Description of the cohort
This is a European survey distributed among FOSTREN members across participating countries. The proposed survey instrument is attached. Survey participants are questioned if they think the complete abolition of coercive practices in mental health settings is an achievable goal at some point in the future, and, if so, when it would be possible to abolish all coercion. In addition, participants are questioned about what are the most important hindrances to decreasing coercive measure use in current mental health care practices.
Information will be obtained about respondents' gender and age, experience with mental health care practice (years), research experience in mental health, country of residence.
All individuals registered as a FOSTREN member on a specified date in 2022 (current n=145) will be eligible to participate.
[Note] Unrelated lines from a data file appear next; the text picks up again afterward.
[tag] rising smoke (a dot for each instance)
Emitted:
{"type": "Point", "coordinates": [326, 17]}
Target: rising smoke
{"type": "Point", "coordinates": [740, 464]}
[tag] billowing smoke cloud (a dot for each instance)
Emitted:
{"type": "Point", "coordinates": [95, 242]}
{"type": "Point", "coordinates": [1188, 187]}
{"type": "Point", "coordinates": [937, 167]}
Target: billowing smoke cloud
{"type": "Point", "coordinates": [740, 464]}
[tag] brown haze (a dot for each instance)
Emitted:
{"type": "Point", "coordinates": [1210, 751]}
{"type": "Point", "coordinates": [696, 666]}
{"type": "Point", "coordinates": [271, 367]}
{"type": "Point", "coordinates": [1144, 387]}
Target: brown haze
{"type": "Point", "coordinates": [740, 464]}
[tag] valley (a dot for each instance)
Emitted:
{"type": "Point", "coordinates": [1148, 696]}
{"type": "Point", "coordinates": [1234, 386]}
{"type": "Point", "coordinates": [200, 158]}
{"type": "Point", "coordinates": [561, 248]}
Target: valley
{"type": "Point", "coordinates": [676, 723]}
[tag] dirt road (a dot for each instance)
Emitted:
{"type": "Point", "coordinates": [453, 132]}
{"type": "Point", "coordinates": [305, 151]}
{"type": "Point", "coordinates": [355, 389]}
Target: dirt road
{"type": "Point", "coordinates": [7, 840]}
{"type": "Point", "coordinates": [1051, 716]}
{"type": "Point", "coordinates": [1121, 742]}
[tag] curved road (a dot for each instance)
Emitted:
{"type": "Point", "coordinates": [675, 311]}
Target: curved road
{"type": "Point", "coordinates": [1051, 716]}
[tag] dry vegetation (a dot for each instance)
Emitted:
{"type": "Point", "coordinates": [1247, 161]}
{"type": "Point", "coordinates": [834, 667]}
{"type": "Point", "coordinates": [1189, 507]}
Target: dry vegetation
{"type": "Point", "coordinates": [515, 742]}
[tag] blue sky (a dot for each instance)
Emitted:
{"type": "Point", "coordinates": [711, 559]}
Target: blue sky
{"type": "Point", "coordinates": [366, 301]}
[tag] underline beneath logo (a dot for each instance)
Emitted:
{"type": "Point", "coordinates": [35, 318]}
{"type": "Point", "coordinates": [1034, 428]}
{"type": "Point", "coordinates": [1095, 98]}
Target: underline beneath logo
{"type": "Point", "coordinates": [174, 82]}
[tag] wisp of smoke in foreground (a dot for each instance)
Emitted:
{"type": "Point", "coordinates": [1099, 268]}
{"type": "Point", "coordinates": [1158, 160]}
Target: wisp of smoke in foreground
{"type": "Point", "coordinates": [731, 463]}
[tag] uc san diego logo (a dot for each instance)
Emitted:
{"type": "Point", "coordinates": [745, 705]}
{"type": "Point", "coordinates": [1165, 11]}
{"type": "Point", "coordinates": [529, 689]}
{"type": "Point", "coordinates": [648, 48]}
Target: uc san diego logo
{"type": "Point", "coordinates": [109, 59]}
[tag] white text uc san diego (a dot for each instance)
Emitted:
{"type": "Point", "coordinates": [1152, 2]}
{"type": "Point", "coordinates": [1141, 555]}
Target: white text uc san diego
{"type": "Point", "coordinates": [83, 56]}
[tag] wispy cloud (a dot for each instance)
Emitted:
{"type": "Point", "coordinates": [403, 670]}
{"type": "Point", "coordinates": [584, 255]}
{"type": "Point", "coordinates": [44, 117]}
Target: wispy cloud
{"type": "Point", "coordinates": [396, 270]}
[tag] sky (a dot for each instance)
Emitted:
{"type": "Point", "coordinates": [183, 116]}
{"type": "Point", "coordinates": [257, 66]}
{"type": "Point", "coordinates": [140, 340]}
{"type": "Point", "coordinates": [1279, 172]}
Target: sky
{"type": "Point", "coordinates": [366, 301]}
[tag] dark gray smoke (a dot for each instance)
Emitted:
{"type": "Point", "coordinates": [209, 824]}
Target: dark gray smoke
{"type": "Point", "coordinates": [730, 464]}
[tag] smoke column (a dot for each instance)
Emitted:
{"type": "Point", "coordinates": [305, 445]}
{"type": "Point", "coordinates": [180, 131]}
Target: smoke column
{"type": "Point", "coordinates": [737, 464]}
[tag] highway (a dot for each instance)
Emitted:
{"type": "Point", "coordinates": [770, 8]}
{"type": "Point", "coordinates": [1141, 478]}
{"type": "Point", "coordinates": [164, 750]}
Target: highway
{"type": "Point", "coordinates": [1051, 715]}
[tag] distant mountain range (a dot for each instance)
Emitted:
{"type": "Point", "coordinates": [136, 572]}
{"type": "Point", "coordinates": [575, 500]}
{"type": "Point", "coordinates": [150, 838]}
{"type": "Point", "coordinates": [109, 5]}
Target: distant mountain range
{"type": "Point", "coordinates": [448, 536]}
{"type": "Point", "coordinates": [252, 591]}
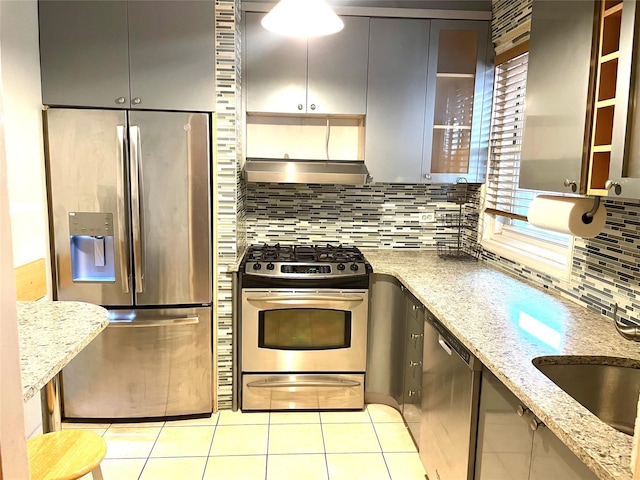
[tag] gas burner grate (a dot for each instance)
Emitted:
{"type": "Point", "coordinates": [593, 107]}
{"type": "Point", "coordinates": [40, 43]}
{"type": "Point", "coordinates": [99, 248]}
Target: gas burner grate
{"type": "Point", "coordinates": [305, 253]}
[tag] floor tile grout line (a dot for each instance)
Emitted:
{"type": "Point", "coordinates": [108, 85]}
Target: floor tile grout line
{"type": "Point", "coordinates": [215, 430]}
{"type": "Point", "coordinates": [324, 447]}
{"type": "Point", "coordinates": [384, 459]}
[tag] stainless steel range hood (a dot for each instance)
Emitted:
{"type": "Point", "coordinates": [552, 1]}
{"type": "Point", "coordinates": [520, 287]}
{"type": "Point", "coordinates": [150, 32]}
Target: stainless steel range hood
{"type": "Point", "coordinates": [338, 172]}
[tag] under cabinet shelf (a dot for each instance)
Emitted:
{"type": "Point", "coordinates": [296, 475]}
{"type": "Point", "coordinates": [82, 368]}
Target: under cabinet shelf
{"type": "Point", "coordinates": [452, 127]}
{"type": "Point", "coordinates": [455, 75]}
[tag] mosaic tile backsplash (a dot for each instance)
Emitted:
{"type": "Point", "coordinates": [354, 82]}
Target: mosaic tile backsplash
{"type": "Point", "coordinates": [605, 270]}
{"type": "Point", "coordinates": [373, 216]}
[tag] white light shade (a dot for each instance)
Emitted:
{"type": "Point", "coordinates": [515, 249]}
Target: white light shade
{"type": "Point", "coordinates": [302, 18]}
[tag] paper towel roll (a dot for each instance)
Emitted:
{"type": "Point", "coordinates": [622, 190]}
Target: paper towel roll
{"type": "Point", "coordinates": [564, 215]}
{"type": "Point", "coordinates": [636, 439]}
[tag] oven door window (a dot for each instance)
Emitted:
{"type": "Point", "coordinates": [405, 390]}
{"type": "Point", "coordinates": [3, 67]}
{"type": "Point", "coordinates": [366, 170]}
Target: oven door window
{"type": "Point", "coordinates": [304, 329]}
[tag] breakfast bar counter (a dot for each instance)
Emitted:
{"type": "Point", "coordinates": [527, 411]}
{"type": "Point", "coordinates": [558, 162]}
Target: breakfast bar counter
{"type": "Point", "coordinates": [50, 335]}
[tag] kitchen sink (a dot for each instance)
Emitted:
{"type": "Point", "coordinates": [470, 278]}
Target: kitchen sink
{"type": "Point", "coordinates": [607, 387]}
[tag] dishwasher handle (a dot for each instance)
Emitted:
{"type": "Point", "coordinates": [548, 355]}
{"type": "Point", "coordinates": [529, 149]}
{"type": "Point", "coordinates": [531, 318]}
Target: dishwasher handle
{"type": "Point", "coordinates": [164, 322]}
{"type": "Point", "coordinates": [445, 346]}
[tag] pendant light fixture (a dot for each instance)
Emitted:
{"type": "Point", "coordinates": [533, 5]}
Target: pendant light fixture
{"type": "Point", "coordinates": [302, 18]}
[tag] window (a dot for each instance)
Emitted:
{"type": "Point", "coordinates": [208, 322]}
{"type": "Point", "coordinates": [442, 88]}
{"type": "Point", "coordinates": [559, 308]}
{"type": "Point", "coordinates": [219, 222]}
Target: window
{"type": "Point", "coordinates": [507, 231]}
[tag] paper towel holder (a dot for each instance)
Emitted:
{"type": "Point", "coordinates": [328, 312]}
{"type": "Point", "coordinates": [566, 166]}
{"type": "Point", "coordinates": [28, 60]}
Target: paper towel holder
{"type": "Point", "coordinates": [587, 218]}
{"type": "Point", "coordinates": [628, 332]}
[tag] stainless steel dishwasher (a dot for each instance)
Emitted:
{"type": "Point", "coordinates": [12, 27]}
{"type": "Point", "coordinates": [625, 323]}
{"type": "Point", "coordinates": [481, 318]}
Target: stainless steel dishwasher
{"type": "Point", "coordinates": [450, 398]}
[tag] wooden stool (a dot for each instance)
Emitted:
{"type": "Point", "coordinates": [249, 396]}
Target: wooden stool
{"type": "Point", "coordinates": [66, 455]}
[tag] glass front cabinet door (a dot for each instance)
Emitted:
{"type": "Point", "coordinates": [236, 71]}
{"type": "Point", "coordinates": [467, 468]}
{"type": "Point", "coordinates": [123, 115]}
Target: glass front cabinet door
{"type": "Point", "coordinates": [458, 102]}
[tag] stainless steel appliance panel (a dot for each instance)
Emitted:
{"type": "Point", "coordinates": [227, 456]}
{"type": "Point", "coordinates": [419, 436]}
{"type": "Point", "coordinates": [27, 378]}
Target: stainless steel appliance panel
{"type": "Point", "coordinates": [147, 363]}
{"type": "Point", "coordinates": [170, 202]}
{"type": "Point", "coordinates": [450, 398]}
{"type": "Point", "coordinates": [349, 359]}
{"type": "Point", "coordinates": [386, 341]}
{"type": "Point", "coordinates": [302, 392]}
{"type": "Point", "coordinates": [86, 159]}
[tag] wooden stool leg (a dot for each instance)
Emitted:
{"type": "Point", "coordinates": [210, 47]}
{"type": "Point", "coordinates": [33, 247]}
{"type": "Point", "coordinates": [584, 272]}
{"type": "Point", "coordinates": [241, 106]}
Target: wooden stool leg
{"type": "Point", "coordinates": [97, 473]}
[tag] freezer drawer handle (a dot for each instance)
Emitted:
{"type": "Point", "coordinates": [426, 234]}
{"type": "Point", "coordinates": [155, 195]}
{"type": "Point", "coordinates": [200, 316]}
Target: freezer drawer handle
{"type": "Point", "coordinates": [169, 322]}
{"type": "Point", "coordinates": [302, 383]}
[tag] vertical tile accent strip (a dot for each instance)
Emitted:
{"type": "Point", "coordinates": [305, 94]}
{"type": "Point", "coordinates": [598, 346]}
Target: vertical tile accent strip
{"type": "Point", "coordinates": [226, 170]}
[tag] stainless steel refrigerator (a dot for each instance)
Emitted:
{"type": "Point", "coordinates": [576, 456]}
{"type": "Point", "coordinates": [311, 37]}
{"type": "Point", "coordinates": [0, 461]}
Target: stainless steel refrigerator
{"type": "Point", "coordinates": [130, 218]}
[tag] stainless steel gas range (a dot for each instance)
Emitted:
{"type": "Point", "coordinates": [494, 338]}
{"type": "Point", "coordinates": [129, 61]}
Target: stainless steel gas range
{"type": "Point", "coordinates": [304, 312]}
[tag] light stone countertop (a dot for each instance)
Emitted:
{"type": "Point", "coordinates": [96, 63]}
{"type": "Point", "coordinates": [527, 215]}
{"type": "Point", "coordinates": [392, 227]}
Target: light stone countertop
{"type": "Point", "coordinates": [50, 335]}
{"type": "Point", "coordinates": [485, 309]}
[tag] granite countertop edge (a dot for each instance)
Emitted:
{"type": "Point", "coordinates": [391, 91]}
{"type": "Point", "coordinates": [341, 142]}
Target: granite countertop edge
{"type": "Point", "coordinates": [50, 334]}
{"type": "Point", "coordinates": [479, 305]}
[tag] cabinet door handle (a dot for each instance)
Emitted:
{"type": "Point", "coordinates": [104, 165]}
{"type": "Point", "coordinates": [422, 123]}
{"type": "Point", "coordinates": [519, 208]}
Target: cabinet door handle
{"type": "Point", "coordinates": [444, 345]}
{"type": "Point", "coordinates": [570, 183]}
{"type": "Point", "coordinates": [609, 184]}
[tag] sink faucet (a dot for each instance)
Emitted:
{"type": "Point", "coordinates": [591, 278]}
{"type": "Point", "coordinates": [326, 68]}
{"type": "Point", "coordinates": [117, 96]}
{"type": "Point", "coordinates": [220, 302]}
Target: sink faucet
{"type": "Point", "coordinates": [629, 332]}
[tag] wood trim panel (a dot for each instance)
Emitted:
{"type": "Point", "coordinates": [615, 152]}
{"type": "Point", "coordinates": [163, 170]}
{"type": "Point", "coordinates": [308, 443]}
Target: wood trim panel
{"type": "Point", "coordinates": [31, 280]}
{"type": "Point", "coordinates": [512, 53]}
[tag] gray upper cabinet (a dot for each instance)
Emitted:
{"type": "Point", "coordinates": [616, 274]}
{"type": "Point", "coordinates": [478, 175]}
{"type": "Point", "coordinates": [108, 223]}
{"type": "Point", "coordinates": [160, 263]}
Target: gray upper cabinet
{"type": "Point", "coordinates": [428, 100]}
{"type": "Point", "coordinates": [117, 54]}
{"type": "Point", "coordinates": [398, 55]}
{"type": "Point", "coordinates": [275, 69]}
{"type": "Point", "coordinates": [337, 70]}
{"type": "Point", "coordinates": [558, 79]}
{"type": "Point", "coordinates": [171, 55]}
{"type": "Point", "coordinates": [326, 75]}
{"type": "Point", "coordinates": [84, 53]}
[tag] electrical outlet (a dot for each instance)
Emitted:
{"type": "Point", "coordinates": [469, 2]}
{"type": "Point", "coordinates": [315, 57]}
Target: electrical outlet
{"type": "Point", "coordinates": [427, 217]}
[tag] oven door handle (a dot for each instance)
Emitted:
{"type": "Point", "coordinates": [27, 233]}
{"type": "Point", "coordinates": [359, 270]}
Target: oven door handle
{"type": "Point", "coordinates": [291, 300]}
{"type": "Point", "coordinates": [302, 383]}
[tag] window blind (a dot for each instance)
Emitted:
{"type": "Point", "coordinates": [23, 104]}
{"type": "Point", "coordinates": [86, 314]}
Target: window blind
{"type": "Point", "coordinates": [504, 198]}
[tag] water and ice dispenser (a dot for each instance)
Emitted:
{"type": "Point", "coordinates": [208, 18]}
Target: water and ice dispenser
{"type": "Point", "coordinates": [92, 247]}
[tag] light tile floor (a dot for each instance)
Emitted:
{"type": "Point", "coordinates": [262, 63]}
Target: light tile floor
{"type": "Point", "coordinates": [373, 444]}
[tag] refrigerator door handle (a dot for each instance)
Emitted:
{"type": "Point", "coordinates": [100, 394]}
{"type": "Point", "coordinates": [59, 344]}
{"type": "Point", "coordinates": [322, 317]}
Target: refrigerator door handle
{"type": "Point", "coordinates": [120, 180]}
{"type": "Point", "coordinates": [136, 212]}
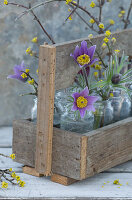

Questionnaires will be distributed through e-mail addresses of FOSTREN members (currently n=145) via a link to a web-based platform (REDCap; Research Electronic Data Capture ©). Data will be analyzed mainly with descriptive methods comparing responses across various key variables (e.g. country, profession/role). Furthermore, sub-analyses will be conducted to investigate variations among respondent groups regarding, e.g., agreement with a total abolition of coercive measure use according to countryregion (Western, Central, Southern Europe etc., always avoiding too small groups for reasons of data privacy), profession, role etc. A small pilot study with 4 or 5 people outside our team will be conducted to test the feasibility of the questionnaire and the distribution / data capture procedures.